4.7.    Decisions of Board or Committee. The Board or the Committee shall have the right to resolve all questions which may arise in connection with the Option or its exercise. Any interpretation, determination or other action made or taken by the Board or the Committee regarding the Plan or this Agreement shall be final, binding and conclusive.
4.8.    Successors. This Agreement shall be binding upon and inure to the benefit of any successor or successors of the Company and any person or persons who shall, upon the death of Optionee, acquire any rights hereunder in accordance with this Agreement or the Plan.
4.9.    Notices. All notices, requests or other communications provided for in this Agreement shall be made, if to the Company, to United Fire Group, Inc., Attn: Corporate Counsel, 118 Second Avenue SE, Cedar Rapid, Iowa 52401, and if to Optionee, to the last known mailing address of Optionee contained in the records of the Company. All notices, requests or other communications provided for in this Agreement shall be made in writing either (a) by personal delivery, (b) by facsimile or electronic mail with confirmation of receipt, (c) by mailing in the United States mails or (d) by express courier service. The notice, request or other communication shall be deemed to be received upon personal delivery, upon confirmation of receipt of facsimile or electronic mail transmission or upon receipt by the party entitled thereto if by United States mail or express courier service; provided, however, that if a notice, request or other communication sent to the Company is not received during regular business hours, it shall be deemed to be received on the next succeeding business day of the Company.
4.10.    Governing Law. This Agreement, the Option and all determinations made and actions taken pursuant hereto and thereto, to the extent not governed by the Code or the laws of the United States, shall be governed by the laws of the State of Iowa and construed in accordance therewith without giving effect to principles of conflicts of laws.
4.11.    Agreement Subject to the Plan. This Agreement is subject to the provisions of the Plan and shall be interpreted in accordance therewith. In the event that the provisions of this Agreement and the Plan conflict, the Plan shall control. The Optionee hereby acknowledges receipt of a copy of the Plan.
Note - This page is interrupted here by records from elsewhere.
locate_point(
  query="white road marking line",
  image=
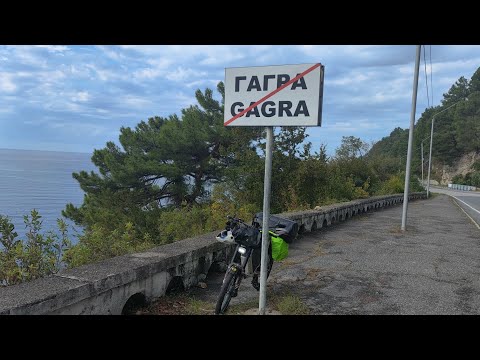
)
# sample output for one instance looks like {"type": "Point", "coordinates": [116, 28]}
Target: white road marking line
{"type": "Point", "coordinates": [466, 204]}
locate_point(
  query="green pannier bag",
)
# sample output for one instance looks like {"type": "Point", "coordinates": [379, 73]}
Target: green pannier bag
{"type": "Point", "coordinates": [279, 247]}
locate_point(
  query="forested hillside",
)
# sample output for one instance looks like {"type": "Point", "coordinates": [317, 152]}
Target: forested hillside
{"type": "Point", "coordinates": [456, 133]}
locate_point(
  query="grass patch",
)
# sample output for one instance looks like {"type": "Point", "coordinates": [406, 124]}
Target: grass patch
{"type": "Point", "coordinates": [291, 305]}
{"type": "Point", "coordinates": [198, 307]}
{"type": "Point", "coordinates": [239, 309]}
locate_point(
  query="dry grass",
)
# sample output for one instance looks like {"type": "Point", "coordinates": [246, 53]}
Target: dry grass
{"type": "Point", "coordinates": [291, 305]}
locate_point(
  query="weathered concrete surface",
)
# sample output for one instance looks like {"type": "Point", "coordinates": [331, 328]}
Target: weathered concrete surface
{"type": "Point", "coordinates": [368, 266]}
{"type": "Point", "coordinates": [105, 287]}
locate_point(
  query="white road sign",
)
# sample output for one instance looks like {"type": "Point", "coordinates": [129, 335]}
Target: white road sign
{"type": "Point", "coordinates": [285, 95]}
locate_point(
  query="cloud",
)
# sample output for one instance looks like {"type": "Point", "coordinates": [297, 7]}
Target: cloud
{"type": "Point", "coordinates": [53, 48]}
{"type": "Point", "coordinates": [93, 90]}
{"type": "Point", "coordinates": [6, 83]}
{"type": "Point", "coordinates": [81, 96]}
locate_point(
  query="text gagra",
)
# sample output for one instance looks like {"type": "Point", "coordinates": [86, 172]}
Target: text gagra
{"type": "Point", "coordinates": [269, 108]}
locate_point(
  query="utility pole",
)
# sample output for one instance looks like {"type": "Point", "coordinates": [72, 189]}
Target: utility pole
{"type": "Point", "coordinates": [422, 163]}
{"type": "Point", "coordinates": [410, 139]}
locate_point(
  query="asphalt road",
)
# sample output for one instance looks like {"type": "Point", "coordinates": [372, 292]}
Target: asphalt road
{"type": "Point", "coordinates": [469, 201]}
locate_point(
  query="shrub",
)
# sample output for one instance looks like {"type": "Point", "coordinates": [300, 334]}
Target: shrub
{"type": "Point", "coordinates": [36, 256]}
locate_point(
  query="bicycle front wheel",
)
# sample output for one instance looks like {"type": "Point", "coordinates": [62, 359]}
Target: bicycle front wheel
{"type": "Point", "coordinates": [226, 292]}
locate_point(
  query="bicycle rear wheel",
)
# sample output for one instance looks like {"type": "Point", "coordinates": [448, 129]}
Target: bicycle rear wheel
{"type": "Point", "coordinates": [226, 293]}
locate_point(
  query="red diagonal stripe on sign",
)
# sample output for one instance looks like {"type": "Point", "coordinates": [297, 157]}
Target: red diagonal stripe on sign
{"type": "Point", "coordinates": [272, 93]}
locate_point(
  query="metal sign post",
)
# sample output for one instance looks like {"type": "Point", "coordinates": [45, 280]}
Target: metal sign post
{"type": "Point", "coordinates": [410, 140]}
{"type": "Point", "coordinates": [266, 217]}
{"type": "Point", "coordinates": [286, 95]}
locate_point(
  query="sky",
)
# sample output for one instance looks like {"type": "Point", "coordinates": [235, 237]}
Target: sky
{"type": "Point", "coordinates": [76, 97]}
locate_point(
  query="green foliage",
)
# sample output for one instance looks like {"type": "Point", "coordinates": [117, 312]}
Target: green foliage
{"type": "Point", "coordinates": [36, 256]}
{"type": "Point", "coordinates": [351, 147]}
{"type": "Point", "coordinates": [471, 179]}
{"type": "Point", "coordinates": [98, 244]}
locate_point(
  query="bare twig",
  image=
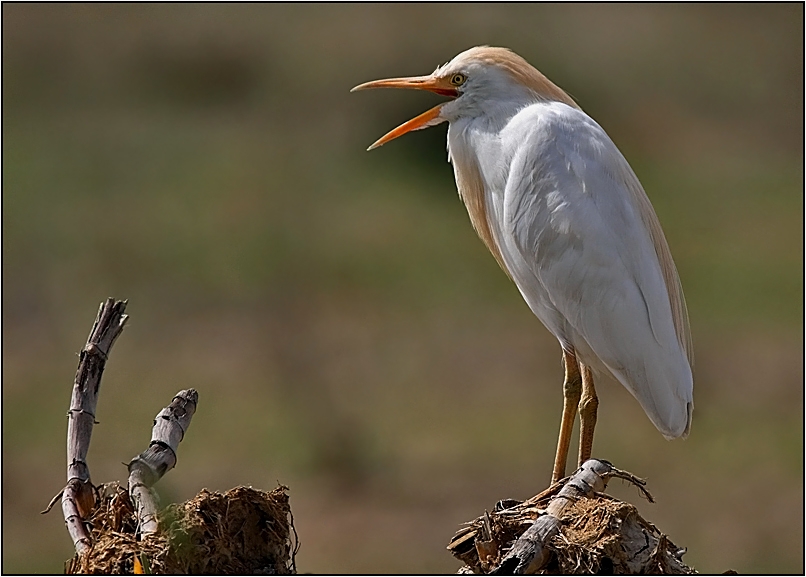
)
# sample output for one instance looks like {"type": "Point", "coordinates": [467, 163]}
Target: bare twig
{"type": "Point", "coordinates": [160, 457]}
{"type": "Point", "coordinates": [529, 553]}
{"type": "Point", "coordinates": [78, 496]}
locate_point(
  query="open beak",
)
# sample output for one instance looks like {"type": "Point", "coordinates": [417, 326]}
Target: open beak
{"type": "Point", "coordinates": [429, 118]}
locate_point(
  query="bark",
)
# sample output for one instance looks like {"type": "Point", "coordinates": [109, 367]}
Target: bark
{"type": "Point", "coordinates": [160, 457]}
{"type": "Point", "coordinates": [530, 552]}
{"type": "Point", "coordinates": [78, 496]}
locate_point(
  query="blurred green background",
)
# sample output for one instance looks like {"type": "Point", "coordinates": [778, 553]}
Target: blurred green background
{"type": "Point", "coordinates": [347, 332]}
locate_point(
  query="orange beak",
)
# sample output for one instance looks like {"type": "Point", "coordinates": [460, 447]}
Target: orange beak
{"type": "Point", "coordinates": [424, 120]}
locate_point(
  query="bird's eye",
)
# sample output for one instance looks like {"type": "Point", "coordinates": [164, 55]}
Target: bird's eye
{"type": "Point", "coordinates": [458, 79]}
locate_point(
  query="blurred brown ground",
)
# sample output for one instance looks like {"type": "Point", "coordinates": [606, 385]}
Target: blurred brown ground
{"type": "Point", "coordinates": [348, 334]}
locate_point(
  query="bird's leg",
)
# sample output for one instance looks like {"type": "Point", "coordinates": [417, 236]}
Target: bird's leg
{"type": "Point", "coordinates": [588, 405]}
{"type": "Point", "coordinates": [572, 390]}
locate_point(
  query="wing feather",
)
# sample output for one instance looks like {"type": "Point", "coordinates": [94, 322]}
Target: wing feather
{"type": "Point", "coordinates": [585, 248]}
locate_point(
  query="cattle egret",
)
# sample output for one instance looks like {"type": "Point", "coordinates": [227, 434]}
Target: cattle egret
{"type": "Point", "coordinates": [564, 215]}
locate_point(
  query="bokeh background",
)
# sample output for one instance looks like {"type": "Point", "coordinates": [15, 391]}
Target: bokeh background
{"type": "Point", "coordinates": [347, 332]}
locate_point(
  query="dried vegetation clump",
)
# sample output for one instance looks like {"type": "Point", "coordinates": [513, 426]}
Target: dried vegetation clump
{"type": "Point", "coordinates": [599, 535]}
{"type": "Point", "coordinates": [243, 531]}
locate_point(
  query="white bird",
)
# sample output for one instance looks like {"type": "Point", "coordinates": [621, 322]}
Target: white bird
{"type": "Point", "coordinates": [566, 218]}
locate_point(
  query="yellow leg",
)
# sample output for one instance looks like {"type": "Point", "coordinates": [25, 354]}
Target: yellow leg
{"type": "Point", "coordinates": [588, 405]}
{"type": "Point", "coordinates": [572, 391]}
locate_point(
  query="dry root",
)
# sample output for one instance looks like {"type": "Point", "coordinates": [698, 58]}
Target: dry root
{"type": "Point", "coordinates": [243, 531]}
{"type": "Point", "coordinates": [597, 535]}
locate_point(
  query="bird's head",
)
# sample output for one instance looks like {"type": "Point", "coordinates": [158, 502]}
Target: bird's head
{"type": "Point", "coordinates": [479, 81]}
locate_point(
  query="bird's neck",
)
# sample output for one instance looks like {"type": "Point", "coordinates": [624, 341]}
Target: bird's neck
{"type": "Point", "coordinates": [475, 154]}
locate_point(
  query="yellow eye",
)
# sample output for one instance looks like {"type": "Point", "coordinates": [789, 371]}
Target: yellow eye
{"type": "Point", "coordinates": [458, 79]}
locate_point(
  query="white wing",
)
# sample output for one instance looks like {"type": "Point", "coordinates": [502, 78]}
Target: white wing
{"type": "Point", "coordinates": [583, 245]}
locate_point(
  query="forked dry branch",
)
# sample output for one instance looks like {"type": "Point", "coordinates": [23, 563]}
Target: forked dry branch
{"type": "Point", "coordinates": [119, 531]}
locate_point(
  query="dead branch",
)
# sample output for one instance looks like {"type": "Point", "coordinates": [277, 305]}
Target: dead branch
{"type": "Point", "coordinates": [149, 466]}
{"type": "Point", "coordinates": [78, 496]}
4.12.    Entire Agreement. This Agreement and the Plan constitute the entire agreement of the parties with respect to the subject matter hereof and supersede in their entirety all prior undertakings and agreements of the Company and the Optionee with respect to the subject matter hereof, and may not be


Exhibit 10.2
modified adversely to the Optionee’s interest except by means of a writing signed by the Company and the Optionee.
4.13.    Partial Invalidity. The invalidity or unenforceability of any particular provision of this Agreement shall not affect the other provisions hereof and this Agreement shall be construed in all respects as if such invalid or unenforceable provisions were omitted.
4.14.    Amendment and Waiver. The provisions of this Agreement may be amended or waived only by the written agreement of the Company and the Optionee, and no course of conduct or failure or delay in enforcing the provisions of this Agreement shall affect the validity, binding effect or enforceability of this Agreement.
4.15.    Counterparts. The Award Notice may be executed in two counterparts, each of which shall be deemed an original and both of which together shall constitute one and the same instrument.